Evaluating uncertainty: the impact of the sampling and assessment design on statistical inference in the context of ILSA
Evaluating uncertainty: the impact of the sampling and assessment design on statistical inference in the context of ILSA
Blog Article
Abstract This paper informs users of data collected in international large-scale assessments (ILSA), by presenting argumentsunderlining the importance of considering two design features employed in these studies.We examine a commonmisconception stating that the uncertainty arising from the assessment design is negligible compared with that arisingfrom the sampling design.This misconception can lead to the erroneous conclusion that there is always a relatively lowrisk of ignoring the uncertainty arising from the assessment design when reporting estimates of population parameters.We use the design effect framework to assess the impact that the sampling and the michael harris sunglasses assessment design have on theestimation.

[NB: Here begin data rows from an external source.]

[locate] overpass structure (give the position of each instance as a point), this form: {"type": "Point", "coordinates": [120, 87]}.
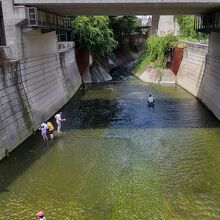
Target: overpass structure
{"type": "Point", "coordinates": [123, 7]}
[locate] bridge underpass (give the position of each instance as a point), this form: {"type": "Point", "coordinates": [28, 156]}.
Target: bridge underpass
{"type": "Point", "coordinates": [117, 159]}
{"type": "Point", "coordinates": [123, 7]}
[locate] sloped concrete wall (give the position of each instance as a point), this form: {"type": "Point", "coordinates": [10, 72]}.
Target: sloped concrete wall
{"type": "Point", "coordinates": [31, 91]}
{"type": "Point", "coordinates": [199, 72]}
{"type": "Point", "coordinates": [209, 92]}
{"type": "Point", "coordinates": [192, 67]}
{"type": "Point", "coordinates": [15, 116]}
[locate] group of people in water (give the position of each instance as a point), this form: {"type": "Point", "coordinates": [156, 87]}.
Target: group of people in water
{"type": "Point", "coordinates": [47, 128]}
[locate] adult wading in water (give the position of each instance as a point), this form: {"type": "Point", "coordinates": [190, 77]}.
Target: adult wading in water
{"type": "Point", "coordinates": [40, 215]}
{"type": "Point", "coordinates": [59, 120]}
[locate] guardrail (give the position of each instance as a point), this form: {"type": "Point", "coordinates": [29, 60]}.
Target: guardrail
{"type": "Point", "coordinates": [47, 20]}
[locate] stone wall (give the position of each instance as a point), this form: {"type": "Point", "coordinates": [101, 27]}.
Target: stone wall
{"type": "Point", "coordinates": [31, 91]}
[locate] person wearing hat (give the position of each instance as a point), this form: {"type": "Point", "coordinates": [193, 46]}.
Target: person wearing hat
{"type": "Point", "coordinates": [59, 121]}
{"type": "Point", "coordinates": [40, 215]}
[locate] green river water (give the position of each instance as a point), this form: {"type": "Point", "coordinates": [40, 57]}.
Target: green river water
{"type": "Point", "coordinates": [118, 159]}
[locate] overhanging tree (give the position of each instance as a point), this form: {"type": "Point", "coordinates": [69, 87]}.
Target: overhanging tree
{"type": "Point", "coordinates": [93, 33]}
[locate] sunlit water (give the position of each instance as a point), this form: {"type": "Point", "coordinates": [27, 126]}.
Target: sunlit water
{"type": "Point", "coordinates": [118, 159]}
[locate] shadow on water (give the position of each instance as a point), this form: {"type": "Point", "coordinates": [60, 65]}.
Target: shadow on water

We first evaluate the loss in efficiency in the estimation of a population parameter attributable to each ofthe designs.We then examine whether knowledge about the effect of one design feature can justify any belief about theeffect of the other design feature.We repeat this examination across different parameters characterizing theachievement distribution in a population.We provide empirical results using data collected for PIRLS 2016.
Our empirical results can be summarized in two general findings.First, when estimating mean achievement, the effectof the sampling design is often substantially larger than that of the assessment design.This finding might explain themisconception we try to address.However, we show that this is not true in all instances, and the magnitude of thedifference between both design effects is context dependent and hence not generalizable.
Second, differences in designeffects become less predictable when estimating other parameters, e.g.the belle de grasse proportion of students reaching a certainthreshold in the achievement scale (i.e.
, benchmarks), or an association estimated using linear regression.This contribution underlines that accounting for all sources of uncertainty in the estimation is of paramount importanceto obtain credible inferences.We conclude that it is difficult to justify a priori the belief that the effect of the samplingdesign in the estimation is always greater than that of the assessment design.